I’m not sure if changing that security trimming setting will have any negative effects, if I change it in production. It’s a Central Admin level setting, so it’s something I’ll need to review seriously.

Assuming I stick with this plan, I’m also going to need to be able to create comments in code, as I’m going to be importing a bunch of them from the old site that I’m replacing. It does seem to be possible to do that, based on info from these pages:

I haven’t actually tried writing any code for this yet, so I may stumble across some “gotchas,” as I have with a number of other seemingly-straighforward SharePoint tasks.
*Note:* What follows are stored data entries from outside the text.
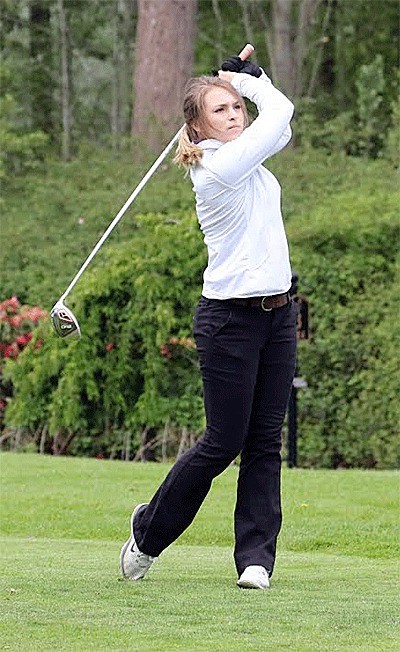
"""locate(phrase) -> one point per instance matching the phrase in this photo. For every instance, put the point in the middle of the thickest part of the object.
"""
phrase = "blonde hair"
(188, 152)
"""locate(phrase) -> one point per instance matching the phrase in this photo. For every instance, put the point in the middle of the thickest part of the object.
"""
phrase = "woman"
(244, 325)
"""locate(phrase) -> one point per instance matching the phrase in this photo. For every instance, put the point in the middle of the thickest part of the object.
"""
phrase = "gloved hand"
(235, 64)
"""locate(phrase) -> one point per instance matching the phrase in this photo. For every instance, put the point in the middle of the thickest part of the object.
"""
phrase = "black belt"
(264, 303)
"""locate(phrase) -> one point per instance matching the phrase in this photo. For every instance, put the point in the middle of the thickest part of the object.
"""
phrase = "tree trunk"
(164, 60)
(284, 65)
(41, 65)
(65, 85)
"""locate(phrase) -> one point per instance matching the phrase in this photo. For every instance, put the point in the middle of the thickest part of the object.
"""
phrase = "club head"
(64, 321)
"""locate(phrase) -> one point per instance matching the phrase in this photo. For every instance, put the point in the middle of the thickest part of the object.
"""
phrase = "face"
(223, 115)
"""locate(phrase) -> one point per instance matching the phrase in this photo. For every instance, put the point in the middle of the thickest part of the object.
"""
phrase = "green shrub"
(347, 257)
(135, 366)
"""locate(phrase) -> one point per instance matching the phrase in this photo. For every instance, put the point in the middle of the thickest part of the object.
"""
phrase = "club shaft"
(121, 213)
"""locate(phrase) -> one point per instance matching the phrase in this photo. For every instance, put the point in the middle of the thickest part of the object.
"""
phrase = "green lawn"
(63, 520)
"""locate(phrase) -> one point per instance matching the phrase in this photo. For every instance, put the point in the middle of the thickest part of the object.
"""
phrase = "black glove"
(235, 64)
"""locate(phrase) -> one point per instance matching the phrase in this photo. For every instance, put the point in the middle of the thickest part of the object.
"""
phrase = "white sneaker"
(254, 577)
(134, 563)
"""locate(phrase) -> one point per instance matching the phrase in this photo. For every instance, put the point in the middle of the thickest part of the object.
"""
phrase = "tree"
(164, 61)
(41, 65)
(65, 83)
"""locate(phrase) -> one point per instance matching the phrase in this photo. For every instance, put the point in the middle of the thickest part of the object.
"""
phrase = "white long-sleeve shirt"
(238, 201)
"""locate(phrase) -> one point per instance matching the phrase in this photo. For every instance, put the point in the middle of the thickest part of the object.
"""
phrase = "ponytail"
(187, 152)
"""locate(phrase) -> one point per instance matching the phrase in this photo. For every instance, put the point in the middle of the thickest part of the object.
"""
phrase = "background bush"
(132, 383)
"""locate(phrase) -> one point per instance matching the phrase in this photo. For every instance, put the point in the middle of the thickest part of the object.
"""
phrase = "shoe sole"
(128, 542)
(249, 585)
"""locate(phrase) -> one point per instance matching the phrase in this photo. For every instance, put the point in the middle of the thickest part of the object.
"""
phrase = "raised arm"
(268, 133)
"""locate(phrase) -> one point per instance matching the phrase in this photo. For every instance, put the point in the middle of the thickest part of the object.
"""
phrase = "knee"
(215, 451)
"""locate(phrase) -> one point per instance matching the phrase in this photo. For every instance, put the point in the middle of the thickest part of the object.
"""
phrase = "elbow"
(289, 109)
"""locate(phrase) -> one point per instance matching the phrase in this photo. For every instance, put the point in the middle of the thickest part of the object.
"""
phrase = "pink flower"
(11, 350)
(22, 340)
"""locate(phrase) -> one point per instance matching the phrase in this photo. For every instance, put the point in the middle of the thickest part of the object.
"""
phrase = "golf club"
(63, 319)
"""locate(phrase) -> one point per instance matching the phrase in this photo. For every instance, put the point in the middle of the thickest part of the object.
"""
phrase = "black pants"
(247, 360)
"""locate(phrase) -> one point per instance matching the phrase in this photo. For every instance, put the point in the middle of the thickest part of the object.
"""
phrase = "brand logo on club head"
(62, 314)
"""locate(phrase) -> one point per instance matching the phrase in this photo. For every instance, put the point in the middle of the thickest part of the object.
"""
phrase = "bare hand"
(226, 75)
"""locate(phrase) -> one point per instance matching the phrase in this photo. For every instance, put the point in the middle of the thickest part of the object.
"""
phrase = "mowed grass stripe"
(63, 521)
(343, 512)
(67, 595)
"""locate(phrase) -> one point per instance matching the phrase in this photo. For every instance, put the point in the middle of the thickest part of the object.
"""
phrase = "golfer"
(244, 324)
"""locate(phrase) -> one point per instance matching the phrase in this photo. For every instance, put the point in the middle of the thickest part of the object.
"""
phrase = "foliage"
(135, 368)
(360, 131)
(17, 323)
(21, 149)
(347, 257)
(119, 378)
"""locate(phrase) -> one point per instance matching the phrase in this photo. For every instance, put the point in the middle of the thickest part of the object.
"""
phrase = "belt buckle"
(263, 307)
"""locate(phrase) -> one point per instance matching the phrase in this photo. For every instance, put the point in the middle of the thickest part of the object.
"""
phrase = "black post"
(292, 429)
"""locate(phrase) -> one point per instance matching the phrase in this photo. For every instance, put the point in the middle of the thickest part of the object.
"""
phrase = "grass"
(63, 520)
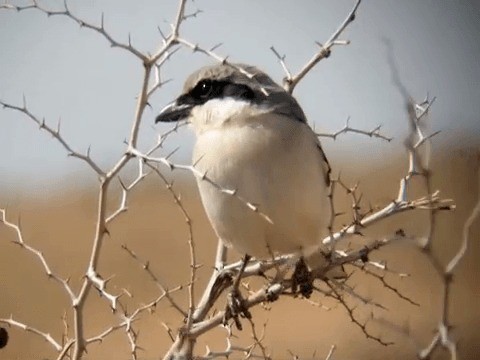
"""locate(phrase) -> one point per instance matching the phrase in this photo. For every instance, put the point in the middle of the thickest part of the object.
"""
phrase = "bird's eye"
(203, 89)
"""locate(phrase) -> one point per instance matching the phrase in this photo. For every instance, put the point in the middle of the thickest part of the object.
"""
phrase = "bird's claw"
(236, 308)
(302, 278)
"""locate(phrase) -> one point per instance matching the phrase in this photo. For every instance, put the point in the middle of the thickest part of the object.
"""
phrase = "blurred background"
(72, 74)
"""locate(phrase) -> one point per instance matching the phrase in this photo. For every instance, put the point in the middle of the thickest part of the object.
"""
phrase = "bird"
(252, 138)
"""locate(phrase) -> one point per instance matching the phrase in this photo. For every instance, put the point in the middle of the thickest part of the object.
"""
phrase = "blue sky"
(73, 74)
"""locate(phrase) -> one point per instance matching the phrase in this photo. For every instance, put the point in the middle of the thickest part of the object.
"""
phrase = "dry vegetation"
(135, 291)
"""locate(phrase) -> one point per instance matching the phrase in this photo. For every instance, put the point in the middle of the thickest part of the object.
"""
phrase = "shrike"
(252, 137)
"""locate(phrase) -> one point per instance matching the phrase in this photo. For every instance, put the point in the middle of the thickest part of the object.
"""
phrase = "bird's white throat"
(217, 113)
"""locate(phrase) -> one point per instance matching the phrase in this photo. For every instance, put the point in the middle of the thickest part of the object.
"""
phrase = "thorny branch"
(199, 316)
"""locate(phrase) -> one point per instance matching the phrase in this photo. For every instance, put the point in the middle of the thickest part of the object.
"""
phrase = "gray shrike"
(252, 137)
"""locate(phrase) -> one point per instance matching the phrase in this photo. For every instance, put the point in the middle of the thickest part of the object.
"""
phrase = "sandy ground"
(62, 228)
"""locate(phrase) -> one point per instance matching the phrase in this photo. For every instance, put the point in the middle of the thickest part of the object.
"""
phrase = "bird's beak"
(174, 112)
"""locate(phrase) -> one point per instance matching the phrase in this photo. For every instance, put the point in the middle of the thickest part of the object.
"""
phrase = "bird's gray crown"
(239, 81)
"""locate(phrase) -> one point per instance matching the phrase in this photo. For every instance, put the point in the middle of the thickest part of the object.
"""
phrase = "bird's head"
(229, 93)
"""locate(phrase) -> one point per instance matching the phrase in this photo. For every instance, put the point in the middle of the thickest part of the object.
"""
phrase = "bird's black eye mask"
(204, 91)
(215, 89)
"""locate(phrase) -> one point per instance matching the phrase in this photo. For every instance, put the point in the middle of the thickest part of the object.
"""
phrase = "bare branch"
(100, 29)
(56, 134)
(46, 336)
(348, 129)
(290, 82)
(21, 242)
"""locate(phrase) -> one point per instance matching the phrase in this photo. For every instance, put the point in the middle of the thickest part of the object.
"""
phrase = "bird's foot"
(236, 304)
(302, 279)
(236, 308)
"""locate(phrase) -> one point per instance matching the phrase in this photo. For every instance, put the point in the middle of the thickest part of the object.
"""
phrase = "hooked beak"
(174, 112)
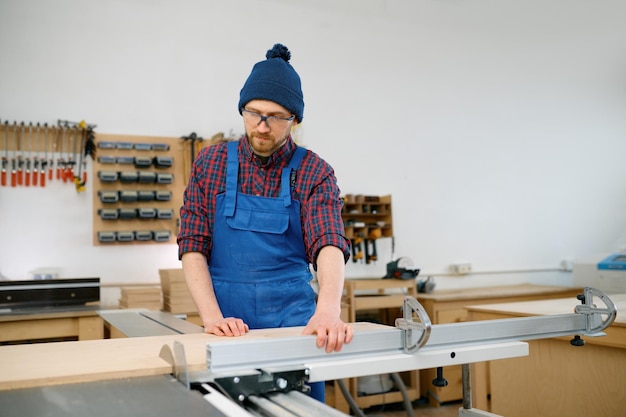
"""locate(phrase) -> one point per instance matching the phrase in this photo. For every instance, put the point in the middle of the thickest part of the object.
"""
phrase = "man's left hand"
(331, 332)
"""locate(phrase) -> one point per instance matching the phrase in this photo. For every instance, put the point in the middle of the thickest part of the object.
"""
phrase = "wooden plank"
(44, 364)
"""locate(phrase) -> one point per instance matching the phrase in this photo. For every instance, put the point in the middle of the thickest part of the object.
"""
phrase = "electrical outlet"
(461, 268)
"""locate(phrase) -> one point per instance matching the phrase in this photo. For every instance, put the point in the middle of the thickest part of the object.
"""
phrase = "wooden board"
(25, 366)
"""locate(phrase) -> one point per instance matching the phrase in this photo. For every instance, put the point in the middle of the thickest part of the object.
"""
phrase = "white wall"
(497, 126)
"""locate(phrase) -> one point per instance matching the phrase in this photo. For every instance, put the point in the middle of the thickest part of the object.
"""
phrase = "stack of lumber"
(176, 296)
(141, 297)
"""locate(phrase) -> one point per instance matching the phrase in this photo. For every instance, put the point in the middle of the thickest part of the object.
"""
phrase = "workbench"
(449, 306)
(556, 379)
(52, 323)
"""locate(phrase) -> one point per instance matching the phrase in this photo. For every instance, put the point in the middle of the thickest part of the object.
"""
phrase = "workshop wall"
(497, 127)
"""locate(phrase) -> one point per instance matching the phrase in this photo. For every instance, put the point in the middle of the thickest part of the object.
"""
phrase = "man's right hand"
(229, 326)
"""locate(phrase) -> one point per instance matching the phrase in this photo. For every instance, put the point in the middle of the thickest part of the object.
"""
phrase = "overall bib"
(258, 262)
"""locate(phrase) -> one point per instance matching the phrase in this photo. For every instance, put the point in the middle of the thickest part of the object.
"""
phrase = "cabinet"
(366, 218)
(138, 188)
(449, 307)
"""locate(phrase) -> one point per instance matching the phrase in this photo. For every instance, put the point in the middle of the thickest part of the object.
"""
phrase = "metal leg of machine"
(467, 410)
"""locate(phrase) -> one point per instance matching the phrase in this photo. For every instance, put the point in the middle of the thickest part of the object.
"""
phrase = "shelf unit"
(364, 215)
(156, 229)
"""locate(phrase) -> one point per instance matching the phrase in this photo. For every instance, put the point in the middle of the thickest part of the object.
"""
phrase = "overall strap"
(232, 175)
(288, 177)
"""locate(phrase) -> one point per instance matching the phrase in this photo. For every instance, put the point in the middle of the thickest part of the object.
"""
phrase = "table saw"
(264, 373)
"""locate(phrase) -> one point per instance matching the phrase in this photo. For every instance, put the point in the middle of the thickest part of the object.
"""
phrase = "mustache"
(261, 135)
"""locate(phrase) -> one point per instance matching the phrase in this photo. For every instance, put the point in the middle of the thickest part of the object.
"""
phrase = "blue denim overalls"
(258, 262)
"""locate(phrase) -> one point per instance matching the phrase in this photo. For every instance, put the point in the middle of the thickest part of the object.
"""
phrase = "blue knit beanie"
(275, 80)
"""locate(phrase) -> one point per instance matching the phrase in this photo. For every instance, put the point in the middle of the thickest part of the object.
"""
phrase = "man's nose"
(263, 126)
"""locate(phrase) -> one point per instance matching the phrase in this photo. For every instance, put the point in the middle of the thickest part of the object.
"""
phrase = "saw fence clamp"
(594, 321)
(415, 333)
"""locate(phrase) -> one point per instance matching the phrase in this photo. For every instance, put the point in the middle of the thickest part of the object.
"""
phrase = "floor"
(419, 410)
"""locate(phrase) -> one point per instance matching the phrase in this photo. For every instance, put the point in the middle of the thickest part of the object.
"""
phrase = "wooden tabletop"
(25, 366)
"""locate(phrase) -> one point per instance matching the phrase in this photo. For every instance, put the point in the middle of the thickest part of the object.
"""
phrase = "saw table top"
(25, 366)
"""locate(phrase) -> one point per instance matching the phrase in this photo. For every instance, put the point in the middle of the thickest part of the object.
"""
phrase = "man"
(257, 212)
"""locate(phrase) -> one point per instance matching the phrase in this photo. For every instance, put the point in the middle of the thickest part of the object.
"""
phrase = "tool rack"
(138, 189)
(34, 153)
(366, 218)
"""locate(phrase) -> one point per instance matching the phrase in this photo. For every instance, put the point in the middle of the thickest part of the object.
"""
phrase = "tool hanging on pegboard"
(31, 149)
(194, 142)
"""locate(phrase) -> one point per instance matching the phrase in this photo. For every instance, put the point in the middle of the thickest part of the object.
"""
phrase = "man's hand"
(229, 326)
(331, 332)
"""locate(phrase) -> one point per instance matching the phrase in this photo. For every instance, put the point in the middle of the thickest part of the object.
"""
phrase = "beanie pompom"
(274, 80)
(279, 51)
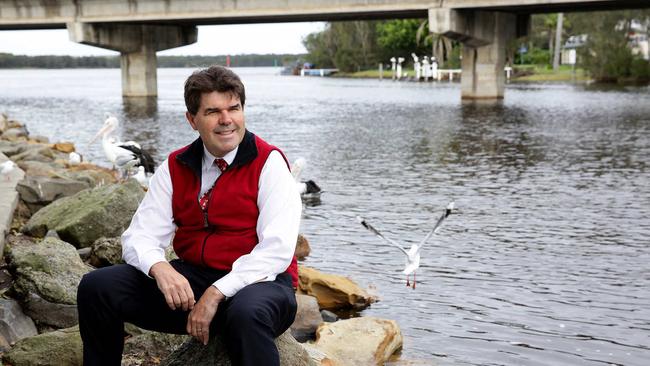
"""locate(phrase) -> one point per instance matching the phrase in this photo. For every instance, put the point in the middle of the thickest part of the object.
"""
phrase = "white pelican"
(123, 155)
(413, 254)
(6, 168)
(308, 190)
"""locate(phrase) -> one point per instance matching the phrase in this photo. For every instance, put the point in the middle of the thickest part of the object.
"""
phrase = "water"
(546, 261)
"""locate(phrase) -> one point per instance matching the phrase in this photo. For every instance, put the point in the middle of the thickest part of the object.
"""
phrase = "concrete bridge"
(139, 28)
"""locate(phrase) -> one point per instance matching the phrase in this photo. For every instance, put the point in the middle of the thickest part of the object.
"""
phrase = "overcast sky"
(213, 40)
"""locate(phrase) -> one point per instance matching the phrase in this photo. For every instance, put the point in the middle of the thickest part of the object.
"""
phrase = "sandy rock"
(61, 347)
(106, 252)
(308, 318)
(38, 192)
(14, 324)
(302, 247)
(46, 277)
(360, 341)
(194, 353)
(88, 215)
(332, 291)
(65, 147)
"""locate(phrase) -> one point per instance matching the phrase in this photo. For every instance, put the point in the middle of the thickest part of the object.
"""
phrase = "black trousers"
(249, 321)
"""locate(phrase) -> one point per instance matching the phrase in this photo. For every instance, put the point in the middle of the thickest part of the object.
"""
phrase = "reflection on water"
(546, 259)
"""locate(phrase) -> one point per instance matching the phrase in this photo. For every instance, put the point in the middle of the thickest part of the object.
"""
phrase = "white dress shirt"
(152, 226)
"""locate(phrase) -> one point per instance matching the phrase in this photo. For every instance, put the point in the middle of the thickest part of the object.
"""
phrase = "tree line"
(608, 53)
(8, 60)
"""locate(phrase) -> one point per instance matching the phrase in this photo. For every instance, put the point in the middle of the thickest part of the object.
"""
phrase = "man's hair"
(214, 78)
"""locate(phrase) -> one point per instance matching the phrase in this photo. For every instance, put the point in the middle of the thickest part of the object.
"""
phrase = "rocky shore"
(59, 220)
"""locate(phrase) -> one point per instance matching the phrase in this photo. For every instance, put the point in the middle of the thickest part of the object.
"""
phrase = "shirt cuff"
(152, 258)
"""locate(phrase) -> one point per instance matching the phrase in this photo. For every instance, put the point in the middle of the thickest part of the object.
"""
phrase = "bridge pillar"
(137, 45)
(484, 35)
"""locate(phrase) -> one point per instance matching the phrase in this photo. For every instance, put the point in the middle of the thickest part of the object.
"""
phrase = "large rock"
(46, 277)
(308, 318)
(38, 192)
(14, 324)
(61, 347)
(359, 341)
(332, 291)
(89, 215)
(195, 353)
(106, 252)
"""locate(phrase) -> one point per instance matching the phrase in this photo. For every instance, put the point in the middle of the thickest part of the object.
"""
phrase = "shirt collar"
(208, 159)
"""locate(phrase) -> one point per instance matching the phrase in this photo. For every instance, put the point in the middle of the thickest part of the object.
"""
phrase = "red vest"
(228, 230)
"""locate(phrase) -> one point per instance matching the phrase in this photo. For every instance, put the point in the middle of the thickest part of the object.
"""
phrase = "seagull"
(74, 158)
(308, 189)
(413, 254)
(123, 155)
(6, 168)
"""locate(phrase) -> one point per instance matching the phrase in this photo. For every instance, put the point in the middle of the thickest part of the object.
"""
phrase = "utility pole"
(558, 42)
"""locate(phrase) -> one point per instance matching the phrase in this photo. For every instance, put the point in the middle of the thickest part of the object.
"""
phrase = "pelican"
(123, 155)
(308, 189)
(6, 168)
(413, 254)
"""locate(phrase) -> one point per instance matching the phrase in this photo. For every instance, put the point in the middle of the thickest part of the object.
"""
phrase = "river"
(546, 260)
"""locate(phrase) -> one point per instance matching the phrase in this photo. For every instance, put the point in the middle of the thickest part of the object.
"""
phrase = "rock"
(38, 192)
(46, 277)
(360, 341)
(332, 291)
(88, 215)
(61, 347)
(148, 348)
(14, 324)
(302, 247)
(13, 133)
(65, 147)
(195, 353)
(106, 252)
(39, 139)
(328, 316)
(308, 318)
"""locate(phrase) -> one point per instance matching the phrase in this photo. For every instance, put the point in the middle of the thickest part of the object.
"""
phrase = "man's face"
(220, 122)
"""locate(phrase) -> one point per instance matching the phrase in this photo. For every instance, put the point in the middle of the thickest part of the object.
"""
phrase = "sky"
(212, 40)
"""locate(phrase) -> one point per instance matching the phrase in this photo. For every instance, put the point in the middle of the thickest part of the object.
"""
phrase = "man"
(232, 208)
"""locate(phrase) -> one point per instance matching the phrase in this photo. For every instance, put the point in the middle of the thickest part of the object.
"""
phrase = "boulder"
(195, 353)
(65, 147)
(38, 192)
(46, 277)
(106, 252)
(360, 341)
(14, 324)
(333, 291)
(302, 247)
(88, 215)
(308, 318)
(61, 347)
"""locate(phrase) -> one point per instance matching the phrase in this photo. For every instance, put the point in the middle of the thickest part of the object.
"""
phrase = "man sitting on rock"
(232, 208)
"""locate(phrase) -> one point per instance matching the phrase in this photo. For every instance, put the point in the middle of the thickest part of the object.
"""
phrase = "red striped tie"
(203, 201)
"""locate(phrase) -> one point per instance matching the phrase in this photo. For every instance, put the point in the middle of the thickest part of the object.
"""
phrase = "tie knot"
(221, 164)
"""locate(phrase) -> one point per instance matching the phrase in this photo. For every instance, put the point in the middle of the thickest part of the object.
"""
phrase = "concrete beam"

And, after going through all this, I see that, for SharePoint Online, the Tags & Notes feature has been retired. We’re not using SharePoint Online, but if we ever migrate to it, I’d have to redo this functionality. So that’s a serious knock against it.

A lot of the stuff I’ve been doing in SharePoint has been working out this way:

  1. Find a SharePoint feature that looks like it solves my problem nicely.
  2. Spend some time setting it up and doing some initial testing. Things look promising.
  3. Stumble across a problem. Spend a bunch of time researching it.
  4. Either:
    • Find that the problem isn’t really solvable and give up.
    • Or find a workaround that’s acceptable, maybe, but not great. (It relies on something undocumented, or a feature that’s deprecated, or it requires changing farm-level settings that I’m not sure I can change.)
  5. Realize that I’ve wasted half the day on this.
  6. Give up and go to lunch.

So my solution for commenting is probably going to be a standard SharePoint list that I’ll read and write in code-behind and show in a standard ASP.NET repeater, or something like that.

Well, I guess I’ve succeeded in writing a semi-coherent post about SharePoint programming. I’m not sure if it will help anyone, but it might be mildly amusing, if nothing else.